Personal information
- Full name: Ryan Alan Doble
- Date of birth: 1 February 1991 (age 34)
- Place of birth: Blaenavon, Wales
- Height: 1.91 m (6 ft 3 in)
- Position(s): Striker

Youth career
- 1999–2008: Southampton

Senior career*
- Years: Team / Apps / (Gls)
- 2008–2012: Southampton / 0 / (0)
- 2011: → Stockport County (loan) / 3 / (1)
- 2011: → Oxford United (loan) / 3 / (0)
- 2011: → Bournemouth (loan) / 7 / (0)
- 2012: → Bury (loan) / 5 / (0)
- 2012–2013: Shrewsbury Town / 5 / (0)
- Total:  / 23 / (1)

International career
- 2006–2007: Wales U17 / 3 / (0)
- 2008–2009: Wales U19 / 3 / (0)
- 2010–2012: Wales U21 / 10 / (1)

= Ryan Doble =

Welsh footballer

Ryan Doble (born 1 February 1991) is a Welsh former under-21 international footballer who played as a striker. He last played for Shrewsbury Town in 2013.

==Club career==

===Southampton===
Born in Blaenavon, he joined the Southampton F.C. Academy at the age of 12.

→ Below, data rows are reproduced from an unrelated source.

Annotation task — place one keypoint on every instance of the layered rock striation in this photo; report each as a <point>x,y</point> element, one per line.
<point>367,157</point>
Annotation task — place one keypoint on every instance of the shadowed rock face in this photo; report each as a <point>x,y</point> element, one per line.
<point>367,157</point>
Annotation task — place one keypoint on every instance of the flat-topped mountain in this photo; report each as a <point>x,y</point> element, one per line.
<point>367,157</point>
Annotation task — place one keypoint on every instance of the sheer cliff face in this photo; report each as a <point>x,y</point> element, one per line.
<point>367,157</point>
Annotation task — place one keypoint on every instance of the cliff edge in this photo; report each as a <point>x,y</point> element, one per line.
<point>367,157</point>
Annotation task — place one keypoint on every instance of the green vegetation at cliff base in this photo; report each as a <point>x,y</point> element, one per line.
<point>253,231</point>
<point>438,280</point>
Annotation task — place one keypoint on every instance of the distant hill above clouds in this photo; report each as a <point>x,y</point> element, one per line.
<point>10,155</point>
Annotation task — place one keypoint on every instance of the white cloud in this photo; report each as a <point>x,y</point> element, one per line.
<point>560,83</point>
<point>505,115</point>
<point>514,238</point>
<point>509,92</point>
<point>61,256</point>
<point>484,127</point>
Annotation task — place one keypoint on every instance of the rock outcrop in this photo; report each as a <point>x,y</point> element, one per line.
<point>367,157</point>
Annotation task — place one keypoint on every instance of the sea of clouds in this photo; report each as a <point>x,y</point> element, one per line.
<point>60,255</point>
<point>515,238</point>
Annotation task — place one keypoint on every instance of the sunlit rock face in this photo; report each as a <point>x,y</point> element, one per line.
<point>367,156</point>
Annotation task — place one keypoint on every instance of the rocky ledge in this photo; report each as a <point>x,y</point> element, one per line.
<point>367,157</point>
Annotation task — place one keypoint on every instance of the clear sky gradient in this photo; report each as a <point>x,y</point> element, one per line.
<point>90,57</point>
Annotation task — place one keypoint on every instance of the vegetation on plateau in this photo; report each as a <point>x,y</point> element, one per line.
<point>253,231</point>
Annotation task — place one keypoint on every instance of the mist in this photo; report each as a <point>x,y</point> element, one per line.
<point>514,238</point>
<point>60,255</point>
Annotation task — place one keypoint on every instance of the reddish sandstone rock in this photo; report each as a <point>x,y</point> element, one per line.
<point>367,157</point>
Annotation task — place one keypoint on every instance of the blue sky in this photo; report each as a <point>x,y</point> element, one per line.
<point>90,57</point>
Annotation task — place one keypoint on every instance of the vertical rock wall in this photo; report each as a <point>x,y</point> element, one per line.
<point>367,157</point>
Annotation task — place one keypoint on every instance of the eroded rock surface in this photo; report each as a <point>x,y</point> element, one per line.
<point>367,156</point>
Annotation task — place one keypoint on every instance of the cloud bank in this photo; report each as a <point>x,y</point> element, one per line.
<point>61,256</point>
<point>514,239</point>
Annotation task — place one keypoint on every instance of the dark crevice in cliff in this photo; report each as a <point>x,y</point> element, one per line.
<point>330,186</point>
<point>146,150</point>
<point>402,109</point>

Having completed a scholarship at Southampton, Doble played in a number of pre-season fixtures. He also played a significant role in the F.A youth cup run during the 2008–09 campaign, scoring six goals, one of them coming against Derby County in the later stages of the competition.

On his 17th birthday. Doble signed his first professional contract which was for an original three years. On 16 February 2011, he signed a new professional contract keeping him at the club until 2012.

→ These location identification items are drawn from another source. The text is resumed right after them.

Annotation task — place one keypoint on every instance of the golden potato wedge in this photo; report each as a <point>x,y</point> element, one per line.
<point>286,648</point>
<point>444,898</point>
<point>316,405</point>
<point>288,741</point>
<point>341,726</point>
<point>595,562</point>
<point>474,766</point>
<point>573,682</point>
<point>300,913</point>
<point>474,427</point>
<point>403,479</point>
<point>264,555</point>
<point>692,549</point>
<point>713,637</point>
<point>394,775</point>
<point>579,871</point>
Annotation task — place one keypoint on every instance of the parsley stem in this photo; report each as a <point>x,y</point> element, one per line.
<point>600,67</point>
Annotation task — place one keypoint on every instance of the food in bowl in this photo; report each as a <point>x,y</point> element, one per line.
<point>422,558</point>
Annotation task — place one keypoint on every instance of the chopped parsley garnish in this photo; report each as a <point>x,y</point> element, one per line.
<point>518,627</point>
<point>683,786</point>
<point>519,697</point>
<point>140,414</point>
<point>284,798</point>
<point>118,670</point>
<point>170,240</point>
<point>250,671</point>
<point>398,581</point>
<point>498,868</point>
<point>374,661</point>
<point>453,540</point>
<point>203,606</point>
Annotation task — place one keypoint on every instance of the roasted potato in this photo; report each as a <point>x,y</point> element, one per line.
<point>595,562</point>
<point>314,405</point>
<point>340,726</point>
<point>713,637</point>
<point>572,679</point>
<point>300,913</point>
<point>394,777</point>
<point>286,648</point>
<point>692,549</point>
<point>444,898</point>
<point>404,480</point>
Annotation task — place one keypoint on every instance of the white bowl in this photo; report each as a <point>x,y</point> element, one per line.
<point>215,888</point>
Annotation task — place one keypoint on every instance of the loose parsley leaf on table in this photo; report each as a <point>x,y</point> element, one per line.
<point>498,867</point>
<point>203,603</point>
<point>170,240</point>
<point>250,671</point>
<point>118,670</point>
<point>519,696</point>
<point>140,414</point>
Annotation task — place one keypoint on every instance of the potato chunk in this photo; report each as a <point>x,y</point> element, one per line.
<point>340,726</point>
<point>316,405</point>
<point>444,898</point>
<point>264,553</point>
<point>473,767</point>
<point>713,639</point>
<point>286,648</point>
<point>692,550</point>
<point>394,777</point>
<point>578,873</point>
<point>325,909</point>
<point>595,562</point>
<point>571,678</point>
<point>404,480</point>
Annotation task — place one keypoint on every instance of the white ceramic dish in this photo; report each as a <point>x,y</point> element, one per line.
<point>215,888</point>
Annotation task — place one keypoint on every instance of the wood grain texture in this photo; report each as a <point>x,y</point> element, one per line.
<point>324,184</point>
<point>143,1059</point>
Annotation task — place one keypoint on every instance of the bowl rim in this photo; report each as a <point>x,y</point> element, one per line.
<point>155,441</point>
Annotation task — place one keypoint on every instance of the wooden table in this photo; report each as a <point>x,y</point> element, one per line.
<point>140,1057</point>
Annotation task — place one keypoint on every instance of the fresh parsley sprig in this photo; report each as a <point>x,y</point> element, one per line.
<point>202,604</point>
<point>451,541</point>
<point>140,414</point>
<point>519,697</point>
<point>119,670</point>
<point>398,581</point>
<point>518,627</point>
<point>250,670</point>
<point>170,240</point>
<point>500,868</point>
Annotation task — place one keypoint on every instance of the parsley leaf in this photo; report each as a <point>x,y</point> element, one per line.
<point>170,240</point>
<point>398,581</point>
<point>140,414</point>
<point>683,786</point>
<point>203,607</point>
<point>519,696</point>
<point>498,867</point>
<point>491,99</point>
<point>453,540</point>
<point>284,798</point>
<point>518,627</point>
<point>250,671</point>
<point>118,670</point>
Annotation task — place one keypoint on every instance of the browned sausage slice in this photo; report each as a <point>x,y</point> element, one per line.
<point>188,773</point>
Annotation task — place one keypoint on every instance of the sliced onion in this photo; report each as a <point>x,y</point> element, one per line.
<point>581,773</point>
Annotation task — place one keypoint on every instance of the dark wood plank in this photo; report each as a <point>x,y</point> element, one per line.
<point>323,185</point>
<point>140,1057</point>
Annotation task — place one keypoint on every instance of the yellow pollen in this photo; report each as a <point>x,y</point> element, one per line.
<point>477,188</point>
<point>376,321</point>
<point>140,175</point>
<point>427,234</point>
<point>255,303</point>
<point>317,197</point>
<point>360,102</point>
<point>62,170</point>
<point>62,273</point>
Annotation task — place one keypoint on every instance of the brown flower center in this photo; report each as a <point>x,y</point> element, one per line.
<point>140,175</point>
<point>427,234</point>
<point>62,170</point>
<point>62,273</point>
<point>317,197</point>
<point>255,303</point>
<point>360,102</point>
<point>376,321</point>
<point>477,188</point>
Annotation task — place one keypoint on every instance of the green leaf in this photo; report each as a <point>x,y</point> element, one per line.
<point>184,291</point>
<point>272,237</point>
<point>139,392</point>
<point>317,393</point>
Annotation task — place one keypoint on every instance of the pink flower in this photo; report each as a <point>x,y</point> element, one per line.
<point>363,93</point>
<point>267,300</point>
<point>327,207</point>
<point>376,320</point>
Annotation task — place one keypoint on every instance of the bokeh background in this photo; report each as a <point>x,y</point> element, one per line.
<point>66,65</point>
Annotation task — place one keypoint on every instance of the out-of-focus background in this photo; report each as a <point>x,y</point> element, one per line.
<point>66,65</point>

In the 2010–11 season, Doble appeared on the substitutes bench in Southampton's league campaign but was not used. He made his only first-team appearance for the club in an FA Cup game against Coventry City on 7 January 2012 where he played for 59 minutes before being replaced by Sam Hoskins. On 19 May, it was announced that he was to be released at the end of his contract.

====Loan to Stockport County====
On 17 February 2011, Doble joined Stockport County on loan for one month. He made his debut on 19 February in a 4–1 defeat by Macclesfield Town.

In his second appearance on 26 February, he scored County's second goal at Bradford City before being sent off in the 64th minute, following a challenge on Luke Oliver; with Adam Griffin having already been sent off, nine-man County were unable to hang on to their lead and lost 3–2. After making three appearances for Stockport, Doble returned to his parent club.

====Other loans====
On 22 March 2011 it was announced that Doble would join Oxford United on loan until the end of the season. On 2 April, Doble made his debut for club, coming on as a substitute for Tom Craddock on a 58 minutes. He returned to Southampton early due to injury after making three appearances.

On 11 August 2011, he joined Bournemouth on a month's loan; which was later extended by a further month; however this loan was also cut short by injury having made seven appearances for the club. Two days later after signing for Bournemouth, Doble made his debut for club in a 2–0 win over Sheffield Wednesday.

On 17 January 2012, he joined League One side Bury on a month-long loan. He made his debut for the club in a 1–1 draw against Charlton Athletic where he provided an assist for Lenell John-Lewis. On 20 February 2012, Doble returned to his parent club, just two days after he made his last appearance for Bury in a 3–2 defeat by Exeter City, after his one-month spell at Bury where he made five appearances and failed to find the net.

===Shrewsbury Town===
On 20 June 2012, he joined League One side Shrewsbury Town., but was released after just one season having only made one start and four substitute appearances. Shrewsbury manager Graham Turner said on Doble's release, "He worked hard and he can look at it, I think, and say that he had very few opportunities but you've got to earn those opportunities and I didn't feel he had done enough to warrant a run in the first team.".

Doble went on trial at League Two newcomers Newport County in July 2013, but turned down the offer of a month-to-month contract.

==International career==
In 2006, he was called up to the Wales U17 squad going on to make three appearances. A year later he was promoted to the U19 squad yet again going on to make three appearances. On 23 August 2010, Doble was called up to the Wales U21 side in hope to boost their chance to qualify for the UEFA U21 European championships.

He was then celebrating his first call up to the Wales senior squad. The 20-year-old had been drafted in for the Euro 2012 qualifying matches against Bulgaria and Switzerland. Doble was brought in as cover by caretaker manager Brian Flynn, after strikers Robert Earnshaw and Craig Bellamy pulled out through injury.